From the late nineteenth to the twentieth centuries, the federal government increasingly took the lead in health care for the poor. Federal involvement was instigated because of cholera and yellow fever epidemics in the 1870s, which led to the creation of the National Board of Health. Local, state, and federal public health officials worked to alleviate the problems, such as inadequate plumbing and sewage, unsanitary public venues (such as restaurants), and air and water pollution, causing poor public health, especially among the poor. Federal agencies created during the twentieth century that directly or indirectly affected health care and the poor include the Food and Drug Administration, the National Institutes of Health (NIH), and the Centers for Disease Control, all organized under the executive office of the Department of Health and Human Services. At the close of World War II, the Hill-Burton Act (1946) was passed by Congress, authorizing the federal government to sponsor the erection of hospitals in rural America. During the 1960s, Lyndon Johnson’s Great Society program created Medicare, a program to provide health care for the elderly poor.

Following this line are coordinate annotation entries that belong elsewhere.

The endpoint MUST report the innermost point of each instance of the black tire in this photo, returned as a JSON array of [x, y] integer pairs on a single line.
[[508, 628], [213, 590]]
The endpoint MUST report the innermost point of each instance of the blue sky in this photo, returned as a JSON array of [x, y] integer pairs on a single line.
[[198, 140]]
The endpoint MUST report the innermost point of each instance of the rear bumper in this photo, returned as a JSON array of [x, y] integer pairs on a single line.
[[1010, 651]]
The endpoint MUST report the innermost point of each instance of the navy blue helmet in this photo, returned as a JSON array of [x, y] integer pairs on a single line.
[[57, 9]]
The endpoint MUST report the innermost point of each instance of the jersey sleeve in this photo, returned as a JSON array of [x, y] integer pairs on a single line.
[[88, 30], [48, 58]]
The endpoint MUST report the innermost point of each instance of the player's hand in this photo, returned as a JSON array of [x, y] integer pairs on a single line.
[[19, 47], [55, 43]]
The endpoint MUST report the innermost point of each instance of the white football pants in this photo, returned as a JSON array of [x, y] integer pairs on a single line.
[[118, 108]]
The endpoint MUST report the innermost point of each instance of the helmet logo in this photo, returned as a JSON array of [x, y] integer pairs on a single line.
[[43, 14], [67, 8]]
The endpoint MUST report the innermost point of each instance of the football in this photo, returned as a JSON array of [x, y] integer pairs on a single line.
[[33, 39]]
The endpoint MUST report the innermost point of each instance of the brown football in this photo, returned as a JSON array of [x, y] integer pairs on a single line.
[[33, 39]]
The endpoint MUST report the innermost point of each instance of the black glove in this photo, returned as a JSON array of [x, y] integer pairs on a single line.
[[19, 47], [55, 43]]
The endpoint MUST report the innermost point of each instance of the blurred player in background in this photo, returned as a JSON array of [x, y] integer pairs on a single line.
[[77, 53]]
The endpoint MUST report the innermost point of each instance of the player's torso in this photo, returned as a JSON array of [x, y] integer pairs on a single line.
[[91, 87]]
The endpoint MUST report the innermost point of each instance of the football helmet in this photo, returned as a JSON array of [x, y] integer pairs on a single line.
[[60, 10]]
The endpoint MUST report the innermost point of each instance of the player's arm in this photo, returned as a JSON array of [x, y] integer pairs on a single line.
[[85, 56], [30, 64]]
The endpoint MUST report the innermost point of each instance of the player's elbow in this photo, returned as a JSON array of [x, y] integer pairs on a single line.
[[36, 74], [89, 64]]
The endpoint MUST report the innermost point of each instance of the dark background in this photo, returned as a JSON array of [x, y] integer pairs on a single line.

Despite government involvement and programs such as Medicaid that help the disadvantaged, the United States has no universal health care program. At the beginning of the twenty-first century, 40,000,000 Americans, mostly the poor, lack health insurance, even as the costs of health care skyrocket. Minority groups are at a higher risk for obesity, cancer, low birth weight, and infant mortality. According to the National Institute of Child Health and Human Development, one in four African American children live in poverty, with consequent health risks. The NIH reports that African Americans have a 25 percent higher cancer mortality rate compared to the overall population. The NIH also reports that diabetes has grown to become a serious illness (four to eight times greater than in the overall population) for Native Americans, who traditionally have high poverty rates as well; Native Americans also have a higher rate of dependency on tobacco than the general population.
References:
- Bridenbaugh, Carl, Cities in Revolt (New York: Oxford, 1955);
- Bridenbaugh, Carl, Cities in the Wilderness (New York: Oxford, 1938);
- Grob, Gerald N., The Deadly Truth: A History of Disease in America (Cambridge, MA: Harvard University Press, 2002);
- Hoffman, Alexander von, “The Origins of American Housing Reform.” Joint Center for Housing Studies, Harvard University (1998);
- Hofstadter, Richard, America in 1750: A Social Portrait (New York: Random House, 1971);
- Mazzari, Louis, “Child Health” in Encyclopedia of New England (New Haven: Yale University Press, 2005);
- National Institute of Health (www.nih.gov);
- Rosen, George, A History of Public Health (Baltimore: Johns Hopkins University Press, 1993);
- Stevens, Rosemary, In Sickness and Wealth: American Hospitals in the Twentieth Century (Baltimore: Johns Hopkins University Press, 1999).